Enclenchée par l’immense vague des #MeToo sur les réseaux sociaux, la libération de la parole expose au grand jour les abus sexuels d’hommes en situation de pouvoir. « Dans les années 70, au sein du mouvement des femmes, nous parlions du “déclic”, raconte au New York Times la féministe Barbara Berg. En ce moment, nous vivons ce “déclic”. Assez ! Il y a un effet boule de neige. Des femmes s’en prennent aux puissants, on ne leur dit pas comme d’habitude “c’est comme ça, il faut faire avec”, cela encourage d’autres femmes à se lever. »

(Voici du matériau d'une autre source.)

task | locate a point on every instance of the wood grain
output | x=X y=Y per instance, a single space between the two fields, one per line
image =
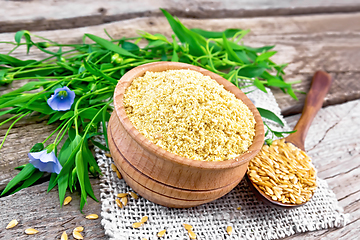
x=35 y=208
x=64 y=14
x=330 y=42
x=320 y=86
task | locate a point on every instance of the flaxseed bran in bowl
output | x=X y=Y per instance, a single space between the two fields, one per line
x=180 y=135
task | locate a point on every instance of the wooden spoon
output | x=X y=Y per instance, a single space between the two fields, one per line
x=320 y=86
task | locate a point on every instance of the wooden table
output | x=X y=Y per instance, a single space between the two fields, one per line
x=310 y=36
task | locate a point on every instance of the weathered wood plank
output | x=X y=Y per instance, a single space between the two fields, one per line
x=308 y=43
x=30 y=15
x=333 y=143
x=35 y=208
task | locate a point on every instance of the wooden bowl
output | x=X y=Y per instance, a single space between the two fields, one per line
x=163 y=177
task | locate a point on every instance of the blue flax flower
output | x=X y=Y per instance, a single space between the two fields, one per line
x=62 y=99
x=45 y=162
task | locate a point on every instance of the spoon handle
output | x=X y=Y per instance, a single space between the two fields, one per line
x=320 y=86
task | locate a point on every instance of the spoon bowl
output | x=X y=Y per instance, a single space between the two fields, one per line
x=320 y=86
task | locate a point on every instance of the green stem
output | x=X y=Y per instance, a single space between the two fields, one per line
x=53 y=132
x=9 y=119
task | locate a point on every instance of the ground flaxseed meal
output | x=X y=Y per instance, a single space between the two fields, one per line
x=189 y=114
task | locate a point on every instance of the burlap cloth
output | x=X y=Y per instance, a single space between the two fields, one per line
x=253 y=221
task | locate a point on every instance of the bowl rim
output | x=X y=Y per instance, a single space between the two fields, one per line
x=126 y=80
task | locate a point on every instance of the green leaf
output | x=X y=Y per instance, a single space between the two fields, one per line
x=229 y=33
x=265 y=56
x=80 y=169
x=100 y=98
x=99 y=145
x=26 y=35
x=14 y=62
x=110 y=46
x=291 y=93
x=232 y=55
x=274 y=82
x=243 y=56
x=90 y=158
x=251 y=71
x=55 y=117
x=186 y=36
x=131 y=47
x=30 y=181
x=17 y=100
x=95 y=71
x=27 y=87
x=90 y=113
x=52 y=182
x=62 y=186
x=270 y=115
x=175 y=57
x=67 y=115
x=21 y=176
x=86 y=158
x=104 y=119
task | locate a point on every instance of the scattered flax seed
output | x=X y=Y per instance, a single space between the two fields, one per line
x=121 y=195
x=137 y=224
x=64 y=236
x=124 y=201
x=161 y=233
x=192 y=235
x=133 y=195
x=118 y=202
x=31 y=231
x=144 y=219
x=92 y=216
x=67 y=200
x=229 y=230
x=194 y=115
x=78 y=229
x=287 y=174
x=187 y=226
x=77 y=235
x=12 y=224
x=113 y=167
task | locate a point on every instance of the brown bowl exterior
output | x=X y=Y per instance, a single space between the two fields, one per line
x=153 y=171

« Je n’ai jamais vu ça », s’est félicitée récemment Anita Hill. En 1991, cette professeure de droit avait témoigné devant le Sénat américain du harcèlement sexuel que lui avait fait subir au début des années 1980 son supérieur hiérarchique Clarence Thomas, alors en lice pour la Cour suprême. Il y est finalement entré – il y est toujours –, mais le témoignage d’Anita Hill avait déclenché une prise de conscience nationale ainsi qu’une envolée des signalements, et conduit le Congrès à renforcer l’arsenal législatif contre le harcèlement sexuel.
En France, « le pays des trois G : galanterie, grivoiserie, goujaterie », selon l’actrice Isabelle Adjani, les #Balancetonporc sur Twitter sont trop souvent assimilés à une dénonciation malsaine, manifestation d’un nouvel « ordre moral » théorisé par des féministes activistes qui assimileraient sans nuance séduction et agression, tuant ainsi toute possibilité de flirt ou de drague. Ou tout simplement à un excès de « puritanisme » douteux, importé directement des États-Unis.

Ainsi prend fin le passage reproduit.